Some big thoughts on a gray Friday. Inspired by a truly inspiring talk I attended on Monday by Dr. Miriam Diamond, U of T prof.
1. Growth is an inherently stupid model upon which to rule our world. Really stupid. But what else do we got? Exponential population, arithmetic resources. It’s an extremely old argument, but everyone’s answer to refute this is the magic of technooology!
2. Don’t put your faith in technology to solve our problems, environmental or otherwise. Carbon capture and storage sounds great, but it won’t work very well. Clean coal is the biggest crock of shit. The concept that technology will save us has been heavily mythologized. Don’t count on it, count on your brain and your legs. I promise.
3. Our civilization, both peak and demise, (will) completely mirror the Roman Empire.
We ain’t better than nobody. They were brilliant, they had sophisticated societies. They knew lead was a neurotoxin but kept using it anyway. Not to say that other factors were at play in their demise (political, thirst for power and desire to spread the movement across the globe). But… haha. You can tell where I’m going with this. This exactly mirrors our current situation – the desire for Abrahamic religions to “spread” both word and their ideals, the massive concerns of geopolitics, fundamentalism, and complex levels of pollution.
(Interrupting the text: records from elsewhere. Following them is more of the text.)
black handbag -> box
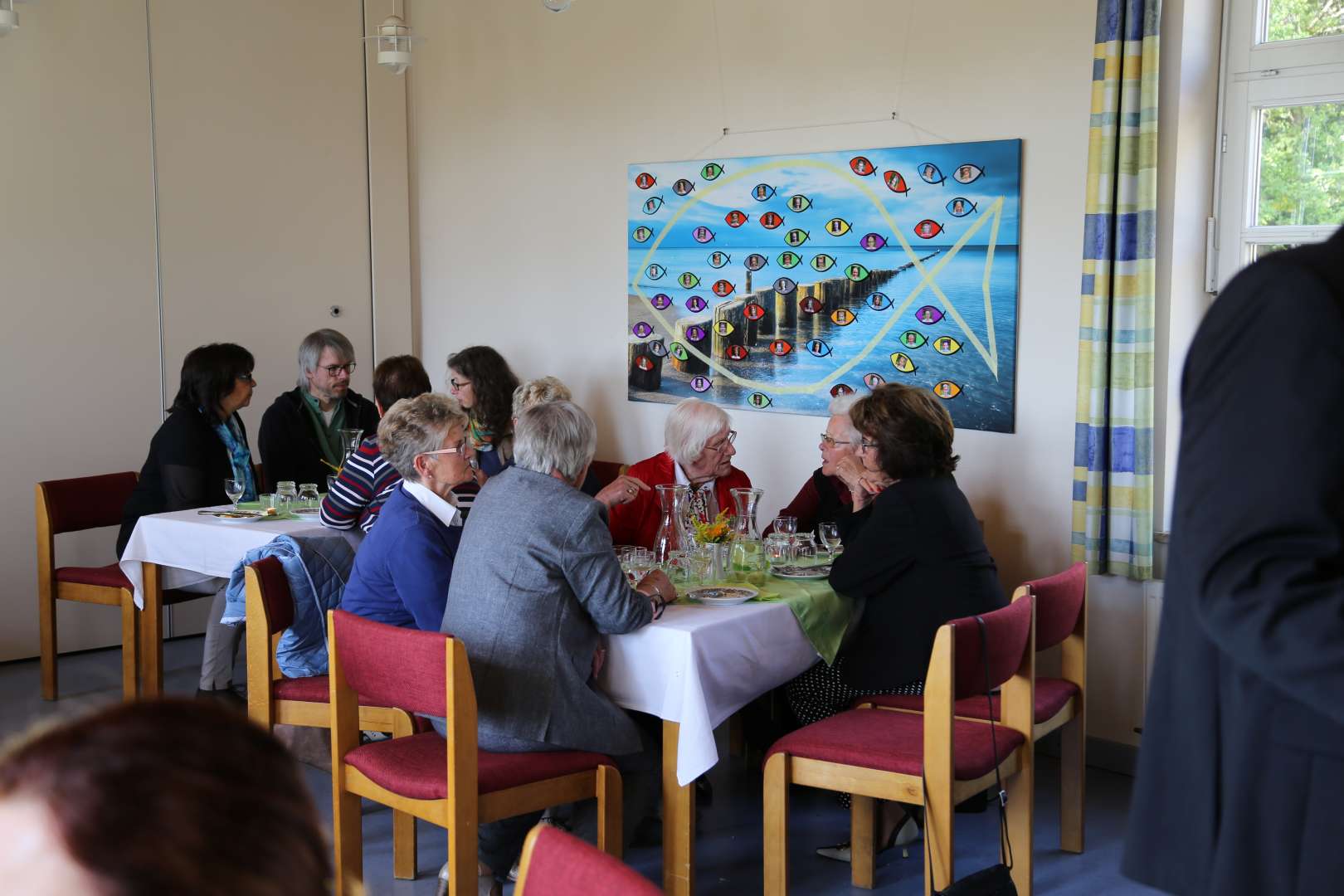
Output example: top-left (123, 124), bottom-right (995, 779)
top-left (925, 616), bottom-right (1017, 896)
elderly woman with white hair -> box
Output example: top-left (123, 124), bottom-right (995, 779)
top-left (340, 392), bottom-right (472, 631)
top-left (438, 402), bottom-right (676, 892)
top-left (765, 392), bottom-right (860, 534)
top-left (611, 397), bottom-right (752, 548)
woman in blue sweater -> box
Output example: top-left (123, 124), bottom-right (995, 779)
top-left (340, 392), bottom-right (472, 631)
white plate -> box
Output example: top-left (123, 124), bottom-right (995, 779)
top-left (685, 584), bottom-right (758, 607)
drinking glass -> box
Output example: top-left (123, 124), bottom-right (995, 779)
top-left (225, 480), bottom-right (247, 510)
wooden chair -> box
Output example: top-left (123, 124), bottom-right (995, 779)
top-left (763, 598), bottom-right (1036, 896)
top-left (327, 610), bottom-right (623, 896)
top-left (514, 825), bottom-right (663, 896)
top-left (859, 562), bottom-right (1088, 853)
top-left (37, 473), bottom-right (139, 700)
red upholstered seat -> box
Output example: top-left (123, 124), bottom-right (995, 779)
top-left (345, 732), bottom-right (616, 799)
top-left (766, 709), bottom-right (1027, 781)
top-left (56, 562), bottom-right (133, 591)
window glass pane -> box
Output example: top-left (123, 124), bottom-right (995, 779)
top-left (1264, 0), bottom-right (1344, 41)
top-left (1255, 102), bottom-right (1344, 227)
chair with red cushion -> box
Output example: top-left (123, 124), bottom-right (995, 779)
top-left (765, 597), bottom-right (1036, 896)
top-left (514, 825), bottom-right (663, 896)
top-left (327, 610), bottom-right (621, 896)
top-left (856, 562), bottom-right (1088, 853)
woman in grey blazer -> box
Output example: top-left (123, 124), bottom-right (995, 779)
top-left (441, 402), bottom-right (676, 892)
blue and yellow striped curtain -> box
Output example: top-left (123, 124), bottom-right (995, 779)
top-left (1073, 0), bottom-right (1161, 579)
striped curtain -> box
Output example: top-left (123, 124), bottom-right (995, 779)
top-left (1073, 0), bottom-right (1161, 579)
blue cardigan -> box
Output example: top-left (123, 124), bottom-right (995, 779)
top-left (340, 485), bottom-right (462, 631)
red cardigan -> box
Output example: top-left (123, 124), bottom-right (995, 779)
top-left (609, 451), bottom-right (752, 548)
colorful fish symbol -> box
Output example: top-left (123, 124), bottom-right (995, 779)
top-left (747, 392), bottom-right (774, 410)
top-left (915, 217), bottom-right (942, 239)
top-left (952, 161), bottom-right (985, 184)
top-left (891, 352), bottom-right (919, 373)
top-left (933, 380), bottom-right (961, 397)
top-left (947, 196), bottom-right (976, 217)
top-left (919, 161), bottom-right (947, 184)
top-left (933, 336), bottom-right (961, 354)
top-left (881, 171), bottom-right (910, 195)
top-left (830, 308), bottom-right (858, 326)
top-left (850, 156), bottom-right (874, 178)
top-left (915, 305), bottom-right (942, 324)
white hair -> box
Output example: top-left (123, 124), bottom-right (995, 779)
top-left (514, 401), bottom-right (597, 482)
top-left (663, 397), bottom-right (731, 470)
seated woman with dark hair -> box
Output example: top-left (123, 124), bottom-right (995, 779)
top-left (340, 392), bottom-right (472, 631)
top-left (117, 343), bottom-right (256, 703)
top-left (786, 382), bottom-right (1004, 861)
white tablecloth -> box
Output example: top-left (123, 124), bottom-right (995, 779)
top-left (121, 505), bottom-right (334, 610)
top-left (598, 601), bottom-right (817, 786)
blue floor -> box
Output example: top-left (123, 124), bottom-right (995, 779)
top-left (0, 638), bottom-right (1156, 896)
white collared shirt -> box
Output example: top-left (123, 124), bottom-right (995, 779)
top-left (402, 480), bottom-right (462, 525)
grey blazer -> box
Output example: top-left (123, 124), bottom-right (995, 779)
top-left (440, 466), bottom-right (652, 755)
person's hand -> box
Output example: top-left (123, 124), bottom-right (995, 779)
top-left (594, 475), bottom-right (649, 510)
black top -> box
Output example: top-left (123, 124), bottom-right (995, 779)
top-left (830, 475), bottom-right (1006, 690)
top-left (256, 386), bottom-right (377, 490)
top-left (1121, 230), bottom-right (1344, 896)
top-left (117, 410), bottom-right (247, 558)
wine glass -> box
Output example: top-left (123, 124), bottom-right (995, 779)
top-left (225, 480), bottom-right (247, 510)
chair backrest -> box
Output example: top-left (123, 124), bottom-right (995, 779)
top-left (329, 610), bottom-right (451, 722)
top-left (1025, 562), bottom-right (1088, 650)
top-left (950, 598), bottom-right (1034, 700)
top-left (514, 825), bottom-right (663, 896)
top-left (37, 473), bottom-right (139, 534)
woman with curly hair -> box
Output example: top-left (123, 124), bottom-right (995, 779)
top-left (447, 345), bottom-right (518, 484)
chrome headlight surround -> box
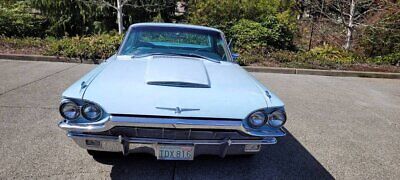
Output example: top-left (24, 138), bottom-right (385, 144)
top-left (246, 110), bottom-right (268, 128)
top-left (81, 103), bottom-right (103, 121)
top-left (59, 100), bottom-right (80, 120)
top-left (267, 109), bottom-right (286, 128)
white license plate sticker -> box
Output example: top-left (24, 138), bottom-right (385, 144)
top-left (157, 145), bottom-right (194, 160)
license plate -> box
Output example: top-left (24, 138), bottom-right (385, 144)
top-left (157, 145), bottom-right (194, 160)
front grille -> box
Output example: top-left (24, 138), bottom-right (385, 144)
top-left (90, 127), bottom-right (260, 140)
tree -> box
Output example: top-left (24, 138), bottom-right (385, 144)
top-left (81, 0), bottom-right (176, 34)
top-left (308, 0), bottom-right (393, 50)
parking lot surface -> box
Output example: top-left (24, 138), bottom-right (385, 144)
top-left (0, 60), bottom-right (400, 180)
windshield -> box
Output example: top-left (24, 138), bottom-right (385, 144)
top-left (119, 26), bottom-right (227, 61)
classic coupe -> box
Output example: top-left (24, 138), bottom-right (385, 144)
top-left (58, 23), bottom-right (286, 160)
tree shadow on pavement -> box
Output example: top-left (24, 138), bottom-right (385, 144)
top-left (95, 130), bottom-right (334, 179)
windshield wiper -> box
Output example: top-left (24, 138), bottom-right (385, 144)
top-left (132, 53), bottom-right (220, 63)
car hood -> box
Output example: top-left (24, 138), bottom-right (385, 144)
top-left (83, 56), bottom-right (267, 119)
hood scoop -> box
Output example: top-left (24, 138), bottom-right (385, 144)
top-left (147, 81), bottom-right (210, 88)
top-left (146, 56), bottom-right (210, 88)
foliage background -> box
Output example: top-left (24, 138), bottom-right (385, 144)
top-left (0, 0), bottom-right (400, 71)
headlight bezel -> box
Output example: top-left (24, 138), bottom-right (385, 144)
top-left (267, 109), bottom-right (287, 128)
top-left (244, 107), bottom-right (287, 130)
top-left (59, 97), bottom-right (104, 123)
top-left (81, 102), bottom-right (103, 122)
top-left (246, 110), bottom-right (268, 129)
top-left (58, 100), bottom-right (81, 120)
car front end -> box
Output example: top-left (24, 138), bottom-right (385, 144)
top-left (58, 23), bottom-right (286, 160)
top-left (59, 99), bottom-right (286, 160)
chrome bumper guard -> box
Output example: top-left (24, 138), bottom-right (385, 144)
top-left (58, 116), bottom-right (285, 137)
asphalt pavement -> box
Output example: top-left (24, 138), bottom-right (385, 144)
top-left (0, 60), bottom-right (400, 180)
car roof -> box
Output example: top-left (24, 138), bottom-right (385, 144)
top-left (129, 23), bottom-right (222, 33)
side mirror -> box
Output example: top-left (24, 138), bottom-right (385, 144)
top-left (232, 53), bottom-right (240, 60)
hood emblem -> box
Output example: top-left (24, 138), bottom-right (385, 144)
top-left (156, 107), bottom-right (200, 114)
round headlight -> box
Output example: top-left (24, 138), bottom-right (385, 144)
top-left (268, 110), bottom-right (286, 128)
top-left (248, 111), bottom-right (267, 128)
top-left (82, 104), bottom-right (102, 121)
top-left (60, 101), bottom-right (80, 120)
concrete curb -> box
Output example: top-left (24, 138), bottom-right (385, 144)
top-left (0, 53), bottom-right (400, 79)
top-left (244, 66), bottom-right (400, 79)
top-left (0, 53), bottom-right (94, 64)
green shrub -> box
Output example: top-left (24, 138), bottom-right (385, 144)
top-left (231, 16), bottom-right (293, 65)
top-left (369, 52), bottom-right (400, 66)
top-left (188, 0), bottom-right (296, 37)
top-left (304, 45), bottom-right (361, 66)
top-left (361, 13), bottom-right (400, 56)
top-left (0, 2), bottom-right (47, 37)
top-left (46, 34), bottom-right (122, 61)
top-left (268, 45), bottom-right (365, 69)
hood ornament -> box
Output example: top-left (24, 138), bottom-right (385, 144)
top-left (156, 107), bottom-right (200, 114)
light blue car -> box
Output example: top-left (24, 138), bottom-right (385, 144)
top-left (58, 23), bottom-right (286, 160)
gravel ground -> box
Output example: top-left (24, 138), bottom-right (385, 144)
top-left (0, 60), bottom-right (400, 179)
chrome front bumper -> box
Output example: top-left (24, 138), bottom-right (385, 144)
top-left (58, 116), bottom-right (285, 157)
top-left (68, 132), bottom-right (277, 157)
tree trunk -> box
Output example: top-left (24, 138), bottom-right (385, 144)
top-left (117, 0), bottom-right (124, 34)
top-left (344, 0), bottom-right (356, 50)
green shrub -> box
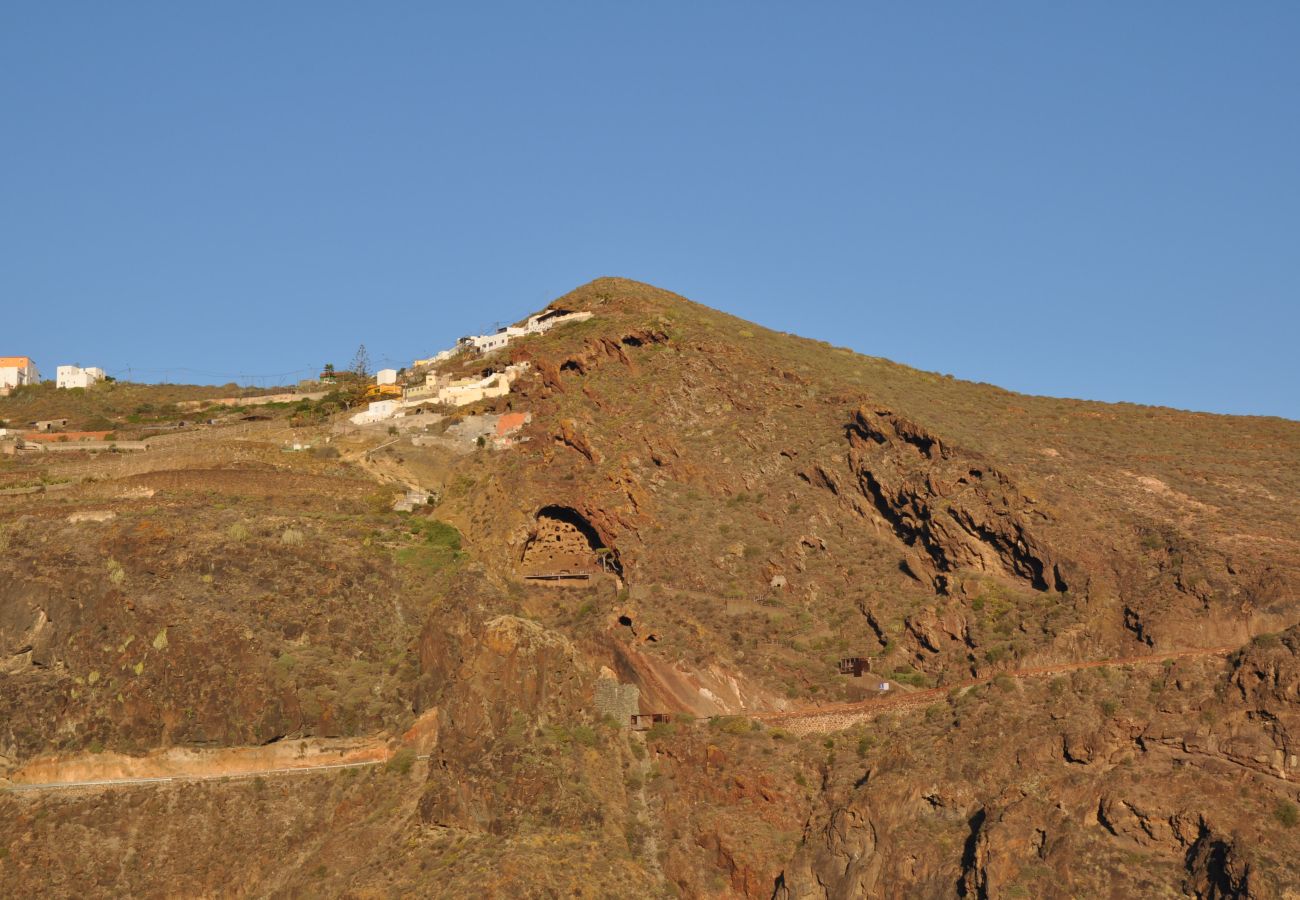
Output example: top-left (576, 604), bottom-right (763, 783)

Exactly like the Romans, we are fully aware of our potential downfalls – we know that fundamentalism is dangerous, people are becoming more divided and more unhappy, along with the billions of known pollutants around us along with their effects. Doom gloom scare you. I don’t want to scare, it’s unfortunately been the natural way to get people to detunnelize and pay attention. We need these sorts of transormative messages to be charismatic, somehow positive, harmonizing, unifying, and actualizing. I’ll get back to you.
Fear won’t get people to fully follow through. We need to be aware of these sorts of things, and have a greater sense of this whole thing’s destination. ‘Cause this thing ain’t a journey, for humans at least.